Treating a Preeclamptic Patient in Haiti

ASSESSMENT: 38 year old gravid, at term female with a history of preeclampsia presents with severely elevated blood pressure, blurry vision, headache, urine spot with protein present, consistent with the working diagnosis of preeclampsia.

PLAN:

1. Intravenous fluids

2. Beta-blocker to lower blood pressure

3. IV Magnesium Sulfate

4. Hike through the mountains for an hour to get to transportation, drive for 3 hours to Port-au-Prince, and transfer patient to care at the hospital.

Never did I imagine in my life that hiking would be a part of my plan for a patient in one of my “write ups” that I entered in the drchrono EHR. Only in a third world country such as Haiti did it finally happen to me.

Our team was running our last day of our free health clinic in the rural mountainside of the village of L’azil, when we became aware of some riots occurring in Port-au-Prince. We had heard someone was shot protesting the announcement of which presidents would be on the ballot. Collectively, our team decided to end clinic an hour early so that we could ensure we would arrive back to Port-au-Prince before nightfall.

At this time, an 8 and a half month pregnant Haitian was found to have severely elevated blood pressure, protein in her urine, a history of preeclampsia, blurry vision, and a headache. Worried about preeclampsia, the team decided the best thing to do was treat her hypertension, start some IV fluids, and take her to Port-au-Prince with us to a hospital to prevent any complications to her pregnancy. She was at risk for severe seizures and even death to both her and her unborn child.

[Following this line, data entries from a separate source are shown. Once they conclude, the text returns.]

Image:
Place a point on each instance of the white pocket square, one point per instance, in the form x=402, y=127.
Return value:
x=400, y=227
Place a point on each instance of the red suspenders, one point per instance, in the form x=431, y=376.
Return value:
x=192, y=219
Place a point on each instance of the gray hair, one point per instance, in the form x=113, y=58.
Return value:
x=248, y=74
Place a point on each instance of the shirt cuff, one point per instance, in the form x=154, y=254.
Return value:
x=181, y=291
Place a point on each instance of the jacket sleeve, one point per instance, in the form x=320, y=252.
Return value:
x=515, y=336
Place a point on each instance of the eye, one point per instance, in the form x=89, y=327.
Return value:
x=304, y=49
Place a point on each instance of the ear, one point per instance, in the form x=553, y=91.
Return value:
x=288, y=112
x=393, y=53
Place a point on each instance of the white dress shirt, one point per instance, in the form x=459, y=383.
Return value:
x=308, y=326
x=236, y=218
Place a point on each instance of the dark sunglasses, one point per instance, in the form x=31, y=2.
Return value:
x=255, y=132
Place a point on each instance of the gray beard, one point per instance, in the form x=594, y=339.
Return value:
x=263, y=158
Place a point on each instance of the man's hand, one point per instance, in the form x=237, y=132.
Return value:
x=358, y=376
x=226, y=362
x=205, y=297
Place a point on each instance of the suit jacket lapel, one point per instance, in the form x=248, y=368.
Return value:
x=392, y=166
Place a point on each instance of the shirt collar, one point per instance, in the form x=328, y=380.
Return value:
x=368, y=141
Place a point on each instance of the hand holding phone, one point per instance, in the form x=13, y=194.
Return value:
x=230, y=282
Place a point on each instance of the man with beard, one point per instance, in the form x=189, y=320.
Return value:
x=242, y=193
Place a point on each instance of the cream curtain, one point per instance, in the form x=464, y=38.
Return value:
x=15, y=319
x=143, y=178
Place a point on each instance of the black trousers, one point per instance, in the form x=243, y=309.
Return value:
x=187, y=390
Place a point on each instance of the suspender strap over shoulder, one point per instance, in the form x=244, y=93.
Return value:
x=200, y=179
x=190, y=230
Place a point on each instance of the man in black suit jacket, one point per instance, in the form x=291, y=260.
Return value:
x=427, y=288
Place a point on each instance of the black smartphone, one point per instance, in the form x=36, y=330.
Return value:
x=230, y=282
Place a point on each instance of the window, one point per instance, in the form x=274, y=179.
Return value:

It was an incredible experience to provide medical care in this rarest of environments as an American doctor. I am thankful that she came to visit our mobile clinic that day, and I am grateful that our drchrono EHR was able to capture the patient’s story for the betterment of her future health care provided by World Wide Village’s Community Health Initiative who will return to see her in April 2011.